Mutations in the common gamma chain of the interleukin 2 receptor (IL2RG) or the associated downstream signaling enzyme Janus kinase 3 (JAK3) genes are typically characterized by a T cell-negative, B cell-positive, natural killer (NK) cell-negative (T⁻B⁺NK⁻) severe combined immunodeficiency (SCID) immune phenotype. We report clinical course, immunological, genetic and proteomic work-up of two patients with different novel mutations in the IL-2-JAK3 pathway with a rare atypical presentation of T⁻B⁺NK⁻ SCID. Lymphocyte subpopulation revealed significant T cells lymphopenia, normal B cells, and NK cells counts (T−B+NK+SCID). Despite the presence of B cells, IgG levels were low and IgA and IgM levels were undetectable. T-cell proliferation in response to mitogens in patient 1 was very low and T-cell receptor V-beta chain repertoire in patient 2 was polyclonal. Whole-exome sequencing revealed novel mutations in both patients (patient 1—c.923delC frame-shift mutation in the IL2RG gene, patient 2—c.G172A a homozygous missense mutation in the JAK3 gene). Bioinformatic analysis of the JAK3 mutation indicated deleterious effect and 3D protein modeling located the mutation to a surface exposed alpha-helix structure. Our findings help to link between genotype and phenotype, which is a key factor for the diagnosis and treatment of SCID patients.

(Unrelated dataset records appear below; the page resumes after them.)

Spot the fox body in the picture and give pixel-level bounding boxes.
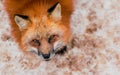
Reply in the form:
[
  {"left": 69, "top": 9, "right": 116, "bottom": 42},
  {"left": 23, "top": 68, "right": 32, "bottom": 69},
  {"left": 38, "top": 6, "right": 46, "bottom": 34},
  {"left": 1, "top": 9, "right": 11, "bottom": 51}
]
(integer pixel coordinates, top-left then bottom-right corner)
[{"left": 4, "top": 0, "right": 73, "bottom": 60}]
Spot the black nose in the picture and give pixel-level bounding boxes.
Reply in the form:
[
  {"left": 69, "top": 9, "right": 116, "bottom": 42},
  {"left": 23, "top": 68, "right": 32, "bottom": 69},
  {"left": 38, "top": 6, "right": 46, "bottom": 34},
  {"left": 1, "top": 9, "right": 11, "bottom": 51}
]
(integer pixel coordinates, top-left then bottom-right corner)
[{"left": 42, "top": 53, "right": 50, "bottom": 59}]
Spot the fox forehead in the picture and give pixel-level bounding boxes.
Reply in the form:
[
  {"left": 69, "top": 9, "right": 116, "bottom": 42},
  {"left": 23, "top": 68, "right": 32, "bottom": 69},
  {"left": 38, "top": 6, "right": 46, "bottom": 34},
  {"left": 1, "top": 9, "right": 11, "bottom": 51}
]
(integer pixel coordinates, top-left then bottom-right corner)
[{"left": 27, "top": 16, "right": 63, "bottom": 37}]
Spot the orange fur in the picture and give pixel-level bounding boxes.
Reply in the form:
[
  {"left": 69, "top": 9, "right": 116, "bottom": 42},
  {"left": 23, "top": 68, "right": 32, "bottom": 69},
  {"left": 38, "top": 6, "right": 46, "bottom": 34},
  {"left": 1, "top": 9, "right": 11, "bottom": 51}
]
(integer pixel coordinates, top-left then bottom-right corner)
[{"left": 4, "top": 0, "right": 73, "bottom": 54}]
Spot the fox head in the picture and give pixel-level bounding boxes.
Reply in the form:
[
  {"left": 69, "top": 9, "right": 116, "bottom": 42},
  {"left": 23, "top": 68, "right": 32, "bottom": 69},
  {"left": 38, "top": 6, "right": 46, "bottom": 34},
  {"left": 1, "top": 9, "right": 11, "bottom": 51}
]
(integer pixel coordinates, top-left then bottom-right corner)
[{"left": 14, "top": 3, "right": 70, "bottom": 60}]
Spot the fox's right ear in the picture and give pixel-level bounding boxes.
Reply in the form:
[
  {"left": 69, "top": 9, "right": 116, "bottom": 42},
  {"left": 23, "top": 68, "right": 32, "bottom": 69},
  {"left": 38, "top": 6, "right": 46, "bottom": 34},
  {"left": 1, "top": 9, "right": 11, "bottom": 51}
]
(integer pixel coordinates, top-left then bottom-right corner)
[{"left": 14, "top": 14, "right": 30, "bottom": 30}]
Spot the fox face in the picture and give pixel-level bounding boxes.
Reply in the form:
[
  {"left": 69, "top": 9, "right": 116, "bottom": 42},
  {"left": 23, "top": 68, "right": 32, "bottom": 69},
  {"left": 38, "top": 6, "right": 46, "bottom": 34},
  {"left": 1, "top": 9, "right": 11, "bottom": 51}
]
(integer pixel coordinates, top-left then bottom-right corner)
[{"left": 14, "top": 3, "right": 70, "bottom": 60}]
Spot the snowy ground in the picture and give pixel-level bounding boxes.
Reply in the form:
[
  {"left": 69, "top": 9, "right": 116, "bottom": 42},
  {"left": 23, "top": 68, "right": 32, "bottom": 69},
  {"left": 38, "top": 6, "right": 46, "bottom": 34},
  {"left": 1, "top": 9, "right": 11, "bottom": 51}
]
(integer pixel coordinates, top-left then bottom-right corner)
[{"left": 0, "top": 0, "right": 120, "bottom": 75}]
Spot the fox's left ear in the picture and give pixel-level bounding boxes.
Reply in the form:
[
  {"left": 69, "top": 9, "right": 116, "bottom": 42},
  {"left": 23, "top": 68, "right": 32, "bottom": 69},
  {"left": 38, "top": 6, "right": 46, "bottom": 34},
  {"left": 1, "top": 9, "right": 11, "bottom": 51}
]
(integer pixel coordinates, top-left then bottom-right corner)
[{"left": 48, "top": 3, "right": 61, "bottom": 21}]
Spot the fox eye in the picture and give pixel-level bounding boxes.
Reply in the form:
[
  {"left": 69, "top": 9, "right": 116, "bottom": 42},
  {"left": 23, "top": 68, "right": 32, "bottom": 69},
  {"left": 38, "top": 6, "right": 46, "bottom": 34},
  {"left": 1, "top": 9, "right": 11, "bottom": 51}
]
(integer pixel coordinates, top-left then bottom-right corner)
[
  {"left": 48, "top": 35, "right": 58, "bottom": 43},
  {"left": 31, "top": 39, "right": 40, "bottom": 46}
]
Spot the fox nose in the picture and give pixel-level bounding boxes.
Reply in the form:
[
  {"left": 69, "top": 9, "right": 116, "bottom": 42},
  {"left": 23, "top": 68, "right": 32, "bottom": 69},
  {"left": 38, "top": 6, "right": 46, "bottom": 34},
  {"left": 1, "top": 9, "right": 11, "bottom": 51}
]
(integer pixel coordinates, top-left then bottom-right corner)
[{"left": 42, "top": 53, "right": 50, "bottom": 59}]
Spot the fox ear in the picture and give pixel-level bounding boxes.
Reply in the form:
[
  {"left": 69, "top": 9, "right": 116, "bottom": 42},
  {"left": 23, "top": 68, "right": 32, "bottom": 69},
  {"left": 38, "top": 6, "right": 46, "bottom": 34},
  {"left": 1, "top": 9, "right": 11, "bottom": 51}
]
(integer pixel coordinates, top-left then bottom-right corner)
[
  {"left": 14, "top": 14, "right": 30, "bottom": 30},
  {"left": 48, "top": 3, "right": 61, "bottom": 21}
]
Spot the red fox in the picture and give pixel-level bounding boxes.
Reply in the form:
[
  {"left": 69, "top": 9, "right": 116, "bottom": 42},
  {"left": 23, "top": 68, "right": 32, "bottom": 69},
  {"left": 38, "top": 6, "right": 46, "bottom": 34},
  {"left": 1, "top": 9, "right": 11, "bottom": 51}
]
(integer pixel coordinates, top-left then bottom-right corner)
[{"left": 4, "top": 0, "right": 73, "bottom": 60}]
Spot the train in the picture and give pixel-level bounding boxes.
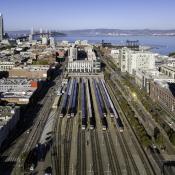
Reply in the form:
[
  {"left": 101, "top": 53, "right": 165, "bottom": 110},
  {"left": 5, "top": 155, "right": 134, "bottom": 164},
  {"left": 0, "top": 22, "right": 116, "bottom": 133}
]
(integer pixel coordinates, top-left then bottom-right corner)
[
  {"left": 93, "top": 79, "right": 107, "bottom": 130},
  {"left": 71, "top": 80, "right": 78, "bottom": 117},
  {"left": 86, "top": 81, "right": 95, "bottom": 129},
  {"left": 67, "top": 79, "right": 75, "bottom": 118},
  {"left": 81, "top": 79, "right": 87, "bottom": 129},
  {"left": 99, "top": 80, "right": 114, "bottom": 117},
  {"left": 52, "top": 96, "right": 60, "bottom": 109},
  {"left": 59, "top": 80, "right": 71, "bottom": 117},
  {"left": 95, "top": 80, "right": 107, "bottom": 117},
  {"left": 101, "top": 80, "right": 124, "bottom": 132}
]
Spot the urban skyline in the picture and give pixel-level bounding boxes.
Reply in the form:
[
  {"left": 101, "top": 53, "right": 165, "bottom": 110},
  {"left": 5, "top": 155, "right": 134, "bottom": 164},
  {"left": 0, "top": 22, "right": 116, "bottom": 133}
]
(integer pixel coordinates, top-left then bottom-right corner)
[{"left": 0, "top": 0, "right": 175, "bottom": 30}]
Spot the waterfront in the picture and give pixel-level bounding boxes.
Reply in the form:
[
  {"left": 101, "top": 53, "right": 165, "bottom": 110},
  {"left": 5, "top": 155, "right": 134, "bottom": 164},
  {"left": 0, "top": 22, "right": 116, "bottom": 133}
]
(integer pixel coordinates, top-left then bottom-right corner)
[{"left": 56, "top": 35, "right": 175, "bottom": 55}]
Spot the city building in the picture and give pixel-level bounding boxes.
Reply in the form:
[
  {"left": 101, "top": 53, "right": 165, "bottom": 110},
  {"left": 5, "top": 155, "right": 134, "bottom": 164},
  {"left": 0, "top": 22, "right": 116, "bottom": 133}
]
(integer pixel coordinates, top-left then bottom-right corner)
[
  {"left": 0, "top": 106, "right": 20, "bottom": 147},
  {"left": 0, "top": 13, "right": 4, "bottom": 41},
  {"left": 135, "top": 69, "right": 175, "bottom": 93},
  {"left": 150, "top": 81, "right": 175, "bottom": 112},
  {"left": 49, "top": 37, "right": 55, "bottom": 48},
  {"left": 67, "top": 47, "right": 101, "bottom": 73},
  {"left": 160, "top": 65, "right": 175, "bottom": 79},
  {"left": 41, "top": 36, "right": 49, "bottom": 45},
  {"left": 68, "top": 46, "right": 78, "bottom": 62},
  {"left": 8, "top": 65, "right": 50, "bottom": 79},
  {"left": 0, "top": 60, "right": 15, "bottom": 71},
  {"left": 0, "top": 78, "right": 38, "bottom": 104},
  {"left": 0, "top": 78, "right": 38, "bottom": 92},
  {"left": 119, "top": 47, "right": 156, "bottom": 74}
]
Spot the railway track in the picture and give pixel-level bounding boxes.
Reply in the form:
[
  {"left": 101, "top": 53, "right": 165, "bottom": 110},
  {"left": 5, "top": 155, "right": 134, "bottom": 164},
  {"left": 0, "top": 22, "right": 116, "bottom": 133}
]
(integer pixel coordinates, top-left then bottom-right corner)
[
  {"left": 116, "top": 131, "right": 132, "bottom": 175},
  {"left": 103, "top": 131, "right": 117, "bottom": 175},
  {"left": 132, "top": 139, "right": 156, "bottom": 175},
  {"left": 64, "top": 118, "right": 73, "bottom": 175},
  {"left": 77, "top": 126, "right": 86, "bottom": 175},
  {"left": 121, "top": 133, "right": 140, "bottom": 175},
  {"left": 108, "top": 80, "right": 157, "bottom": 175},
  {"left": 56, "top": 118, "right": 62, "bottom": 175},
  {"left": 90, "top": 130, "right": 104, "bottom": 175}
]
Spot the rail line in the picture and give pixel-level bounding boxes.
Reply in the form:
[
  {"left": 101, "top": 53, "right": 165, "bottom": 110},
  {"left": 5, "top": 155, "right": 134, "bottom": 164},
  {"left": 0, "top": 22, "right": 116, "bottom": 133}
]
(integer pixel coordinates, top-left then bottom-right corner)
[
  {"left": 103, "top": 131, "right": 117, "bottom": 175},
  {"left": 107, "top": 132, "right": 122, "bottom": 174},
  {"left": 76, "top": 126, "right": 86, "bottom": 175},
  {"left": 90, "top": 130, "right": 104, "bottom": 175},
  {"left": 56, "top": 118, "right": 62, "bottom": 175},
  {"left": 64, "top": 119, "right": 73, "bottom": 175}
]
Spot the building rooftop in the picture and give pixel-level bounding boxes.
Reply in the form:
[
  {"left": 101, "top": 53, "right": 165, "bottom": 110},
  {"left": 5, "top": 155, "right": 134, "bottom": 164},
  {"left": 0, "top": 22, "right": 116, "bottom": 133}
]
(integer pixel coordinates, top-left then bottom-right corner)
[
  {"left": 0, "top": 106, "right": 15, "bottom": 128},
  {"left": 0, "top": 78, "right": 30, "bottom": 85}
]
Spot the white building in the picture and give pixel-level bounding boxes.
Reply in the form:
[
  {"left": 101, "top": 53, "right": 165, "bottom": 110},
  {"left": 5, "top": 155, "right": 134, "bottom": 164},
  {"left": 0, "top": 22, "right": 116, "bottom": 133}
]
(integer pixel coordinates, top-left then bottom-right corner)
[
  {"left": 49, "top": 37, "right": 55, "bottom": 48},
  {"left": 68, "top": 46, "right": 78, "bottom": 61},
  {"left": 119, "top": 48, "right": 156, "bottom": 74},
  {"left": 135, "top": 69, "right": 175, "bottom": 93},
  {"left": 0, "top": 78, "right": 37, "bottom": 93},
  {"left": 0, "top": 106, "right": 20, "bottom": 147},
  {"left": 42, "top": 36, "right": 48, "bottom": 45},
  {"left": 0, "top": 61, "right": 15, "bottom": 71},
  {"left": 67, "top": 46, "right": 101, "bottom": 73},
  {"left": 0, "top": 13, "right": 4, "bottom": 41}
]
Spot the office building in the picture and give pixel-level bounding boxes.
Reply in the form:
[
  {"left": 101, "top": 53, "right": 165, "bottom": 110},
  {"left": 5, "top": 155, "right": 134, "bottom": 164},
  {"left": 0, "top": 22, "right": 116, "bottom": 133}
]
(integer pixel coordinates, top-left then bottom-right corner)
[
  {"left": 68, "top": 46, "right": 78, "bottom": 61},
  {"left": 0, "top": 106, "right": 20, "bottom": 147},
  {"left": 0, "top": 13, "right": 4, "bottom": 41},
  {"left": 150, "top": 81, "right": 175, "bottom": 112},
  {"left": 67, "top": 46, "right": 101, "bottom": 73},
  {"left": 119, "top": 48, "right": 156, "bottom": 74}
]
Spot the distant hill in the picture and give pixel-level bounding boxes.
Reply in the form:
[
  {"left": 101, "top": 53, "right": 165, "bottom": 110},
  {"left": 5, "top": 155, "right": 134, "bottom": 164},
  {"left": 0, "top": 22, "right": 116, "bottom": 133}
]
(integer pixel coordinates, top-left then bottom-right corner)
[{"left": 63, "top": 29, "right": 175, "bottom": 36}]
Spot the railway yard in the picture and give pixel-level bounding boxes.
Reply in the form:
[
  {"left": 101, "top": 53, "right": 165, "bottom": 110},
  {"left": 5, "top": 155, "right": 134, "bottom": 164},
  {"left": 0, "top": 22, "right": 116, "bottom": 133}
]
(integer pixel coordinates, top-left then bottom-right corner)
[{"left": 52, "top": 77, "right": 156, "bottom": 175}]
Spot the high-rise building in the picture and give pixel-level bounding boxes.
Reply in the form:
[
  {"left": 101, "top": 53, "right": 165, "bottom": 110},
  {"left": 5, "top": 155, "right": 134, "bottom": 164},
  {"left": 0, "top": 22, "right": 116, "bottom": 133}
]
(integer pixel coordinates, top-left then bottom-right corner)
[
  {"left": 119, "top": 48, "right": 156, "bottom": 74},
  {"left": 0, "top": 13, "right": 4, "bottom": 41}
]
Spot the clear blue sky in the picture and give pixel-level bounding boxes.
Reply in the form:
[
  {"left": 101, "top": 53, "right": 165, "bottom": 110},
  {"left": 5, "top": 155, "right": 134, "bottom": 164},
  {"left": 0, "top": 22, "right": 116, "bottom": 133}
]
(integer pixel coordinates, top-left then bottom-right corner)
[{"left": 0, "top": 0, "right": 175, "bottom": 30}]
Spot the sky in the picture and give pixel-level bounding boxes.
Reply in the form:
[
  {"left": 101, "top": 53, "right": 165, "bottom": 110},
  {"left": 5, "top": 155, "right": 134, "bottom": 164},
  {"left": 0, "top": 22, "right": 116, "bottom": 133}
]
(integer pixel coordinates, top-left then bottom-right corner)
[{"left": 0, "top": 0, "right": 175, "bottom": 31}]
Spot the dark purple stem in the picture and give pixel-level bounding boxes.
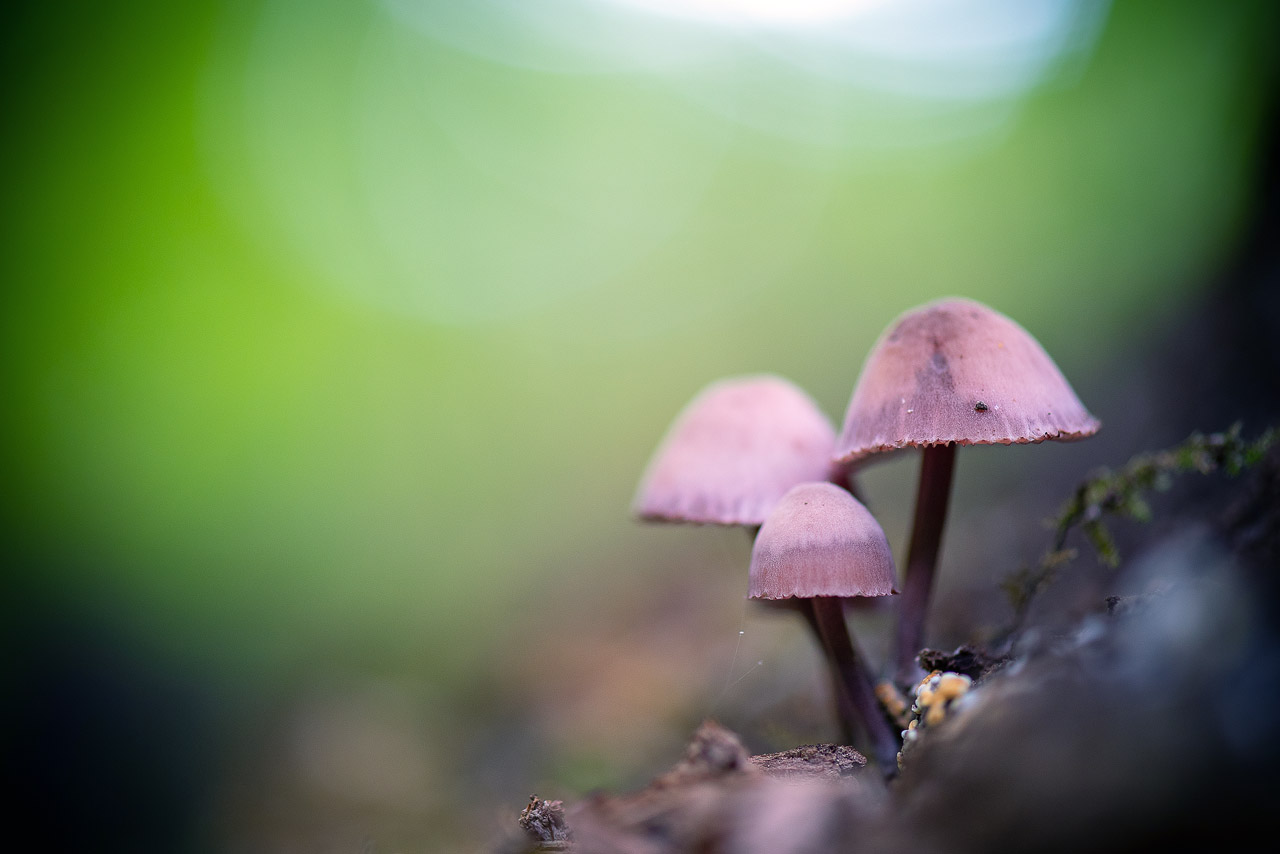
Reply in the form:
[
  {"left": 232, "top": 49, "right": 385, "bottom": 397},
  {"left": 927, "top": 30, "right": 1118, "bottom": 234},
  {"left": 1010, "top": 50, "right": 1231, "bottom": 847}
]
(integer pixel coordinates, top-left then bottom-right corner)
[
  {"left": 810, "top": 597, "right": 899, "bottom": 777},
  {"left": 896, "top": 444, "right": 956, "bottom": 685},
  {"left": 796, "top": 599, "right": 861, "bottom": 744}
]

白细胞介素 2 受体 (IL2RG) 或相关下游信号酶 Janus 激酶 3 (JAK3) 基因的共同 γ 链中的突变通常以 T 细胞阴性、B 细胞阳性、自然杀伤 (NK) 细胞阴性为特征(T ^- B ⁺ NK ^- ) 严重联合免疫缺陷 (SCID) 免疫表型。我们报告了两名在 IL-2-JAK3 通路中具有不同新突变的患者的临床病程、免疫学、遗传学和蛋白质组学检查，并具有罕见的非典型 T ^- B ⁺ NK ^{- 表现。}SCID。淋巴细胞亚群显示显着的 T 细胞淋巴细胞减少、正常 B 细胞和 NK 细胞计数（T-B+NK+SCID）。尽管存在 B 细胞，但 IgG 水平很低，并且检测不到 IgA 和 IgM 水平。患者 1 中响应促分裂原的 T 细胞增殖非常低，而患者 2 中的 T 细胞受体 V-β 链库是多克隆的。全外显子组测序揭示了两名患者的新突变（患者 1 - IL2RG 基因中的 c.923delC 移码突变，患者 2 - JAK3 基因中的 c.G172A 纯合错义突变）。JAK3 突变的生物信息学分析表明有害作用和 3D 蛋白质建模将突变定位到表面暴露的 α 螺旋结构。我们的发现有助于将基因型和表型联系起来，这是诊断和治疗 SCID 患者的关键因素。